November 23rd, 2021 by Mike Vasilinda

A Federal Judge has thrown out the state’s gambling deal with the Seminole Indians.

The compact signed last April included sports betting, which is what undid the agreement, because it wasn’t already legal in Florida.

The 25-page opinion was strongly worded.

Under the compact signed this past April, sports bets could be placed on a phone from anywhere and deemed legal as long as the servers were on tribal lands.

The court wrote that it “cannot accept that fiction”.

“You know, elections have consequences,” said John Sowinski, founder of No Casinos Inc.

Sowinski, one of the plaintiffs in the case, said the so called ‘hub and spoke’ design was a deception.

“And in 2018 Florida voters went to the polls and by a margin of almost 72 percent locked the key on more gambling in our state and kept it in their own hands,” said Sowninski.

In a one sentence statement, the Seminole Tribe said it was reviewing the judge’s order and carefully considering its next step.

The Governor, speaking in Broward early in the day had not yet been briefed when asked by a reporter.

He expects an appeal.

“We also knew when you do hub and spoke, it was unsettled legal issue,” said Governor Ron DeSantis.

While the compact contains severability language that would have kept other provisions of the compact alive, the judge noted the Department of Interior didn’t ask for it, so she killed the whole deal.

“The problem is the Biden administration didn’t tell the judge that, so the judge said if you’re not going to ask me to make it severable, then I’m not.

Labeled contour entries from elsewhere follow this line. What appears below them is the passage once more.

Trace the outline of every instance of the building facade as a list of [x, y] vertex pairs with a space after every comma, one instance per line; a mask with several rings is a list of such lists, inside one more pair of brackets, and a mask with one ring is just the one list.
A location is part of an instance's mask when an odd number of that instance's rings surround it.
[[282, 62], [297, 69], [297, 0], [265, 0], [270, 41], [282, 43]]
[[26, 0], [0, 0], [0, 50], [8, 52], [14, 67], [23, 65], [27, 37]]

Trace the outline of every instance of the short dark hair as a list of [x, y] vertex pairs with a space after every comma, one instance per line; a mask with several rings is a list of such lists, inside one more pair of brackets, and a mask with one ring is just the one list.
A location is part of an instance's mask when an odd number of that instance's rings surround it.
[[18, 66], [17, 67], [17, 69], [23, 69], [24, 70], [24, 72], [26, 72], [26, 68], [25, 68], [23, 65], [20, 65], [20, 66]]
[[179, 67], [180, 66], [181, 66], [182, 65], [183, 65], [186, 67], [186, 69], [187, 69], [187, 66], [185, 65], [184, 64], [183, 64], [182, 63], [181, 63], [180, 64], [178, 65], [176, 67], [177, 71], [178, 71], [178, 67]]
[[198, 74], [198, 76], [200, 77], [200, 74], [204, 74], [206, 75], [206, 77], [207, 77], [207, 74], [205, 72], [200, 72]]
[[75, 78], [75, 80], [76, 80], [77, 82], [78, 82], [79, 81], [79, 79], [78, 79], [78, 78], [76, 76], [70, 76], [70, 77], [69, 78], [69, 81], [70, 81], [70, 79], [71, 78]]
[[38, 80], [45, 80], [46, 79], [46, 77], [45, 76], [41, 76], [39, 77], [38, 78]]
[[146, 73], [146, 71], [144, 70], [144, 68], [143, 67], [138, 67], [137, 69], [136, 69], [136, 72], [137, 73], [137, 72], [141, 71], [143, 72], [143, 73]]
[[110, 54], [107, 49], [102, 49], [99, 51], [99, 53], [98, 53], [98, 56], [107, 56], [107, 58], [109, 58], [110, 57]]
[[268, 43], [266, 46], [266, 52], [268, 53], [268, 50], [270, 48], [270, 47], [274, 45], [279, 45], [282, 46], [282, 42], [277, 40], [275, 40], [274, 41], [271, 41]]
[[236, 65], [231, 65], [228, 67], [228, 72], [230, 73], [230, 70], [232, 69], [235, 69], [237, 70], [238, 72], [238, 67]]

And Joe Biden owns that,” said State Representative Randy Fine.

In a later statement, the Governor’s office called the ruling ‘perplexing’ and added, “It is unclear what if any immediate impact the ruling has in Florida”.

And since neither the state nor the tribe are parties to the suit, it is unclear who would appeal

The judge ordered the Seminole Tribe to operate under the previous 2010 compact, which the state had violated by allowing parimutuels to operate so called designated player games.

The tribe stopped paying the state $350 million a year two years ago because of the violation.